Google, Cuba sign allowing faster access to company's data
HAVANA (AP) — Google and the Cuban government signed a deal Monday allowing the internet giant to provide faster access to its data by installing servers on the island that will store much of the company's most popular content.
Storing Google data in Cuba eliminates the long distances that signals must travel from the island through Venezuela to the nearest Google server. More than a half century after cutting virtually all economic ties with Cuba, the U.S. has no direct data link to the island.
The deal announced Monday removes one of the many obstacles to internet in Cuba, which suffers from some of the world's most limited and expensive access.
Venezuelans prepare for largest currency note to be yanked
CARACAS, Venezuela (AP) — Venezuelans are rushing to spend their 100-bolivar notes after President Nicolas Maduro's announcement they will be taken out of circulation to stop the contraband smuggling "mafias" along the Colombian border that he says hoard cash outside the country.
The government has promised to issue new, higher-denomination bills this week amid the world's highest inflation.
Maduro warned Sunday that people will not be allowed to bring back 100-bolivar bills from outside the country to trade them in for new currency.
An estimated third of Venezuelans have no bank account and keep their savings in the soon-to-be-worthless bills.
Accreditor of for-profit colleges loses appeal to stay alive
WASHINGTON (AP) — Federal education officials are standing by their decision to cut ties with the nation's largest accreditor of for-profit colleges — a ruling that will bar hundreds of schools from providing federal financial aid and likely force some to close.

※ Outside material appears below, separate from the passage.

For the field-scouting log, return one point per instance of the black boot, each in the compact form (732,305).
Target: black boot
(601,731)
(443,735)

The Accrediting Council for Independent Colleges and Schools, which oversees more than 250 institutions nationwide with a combined enrollment of 600,000 students, had appealed a September Education Department decision to strip it of credentialing authority.
Education Secretary John B. King Jr. denied the appeal on Monday on the grounds of "a profound lack of compliance" with federal standards for accreditors.
Titans of new industry spring $1 billion clean energy fund
DALLAS (AP) — Some big names with big money say they plan to put more than $1 billion into developing technologies that will reduce greenhouse-gas emissions and lower the price of energy.
Bill Gates said the fund plans to make its first investments next year and run for 20 years. A year ago, the co-founder of Microsoft Corp. started the Breakthrough Energy Coalition, whose members include Mark Zuckerberg, George Soros and Richard Branson, with a commitment to invest in new types of energy.
Supreme Court upholds broad reach of bank fraud law
WASHINGTON (AP) — The Supreme Court on Monday upheld the broad reach of a federal law prohibiting bank fraud, a ruling that gives the government more leeway to prosecute financial crimes.
The unanimous ruling came in the case of a California man who illegally siphoned about $307,000 out of a Taiwanese businessman's Bank of America bank account.
Lawrence Shaw argued that he wasn't guilty of bank fraud because he only intended to cheat the bank customer, not the bank itself. But Justice Stephen Breyer, writing for the court, said the bank has an interest in preserving the money in its customers' accounts.
The Dow Jones industrial average rose 39.58 points, or 0.2 percent, to 19,796.43. The Standard & Poor's 500 index fell 2.57 points, or 0.1 percent, to 2,256.96. The Nasdaq composite lost 31.96 points, or 0.6 percent, to 5,412.54.
U.S. benchmark crude rose $1.33, or 2.6 percent, to settle at $52.83 per barrel in New York. The price of Brent crude, the international standard, rose $1.36, or 2.5 percent, to close at $55.69 a barrel in London.
In other energy trading, natural gas dropped 23.9 cents, or 6.4 percent, to settle at $3.507 per 1,000 cubic feet. Wholesale gasoline rose 4 cents to $1.54 per gallon, and heating oil rose 3 cents to $1.67 a gallon.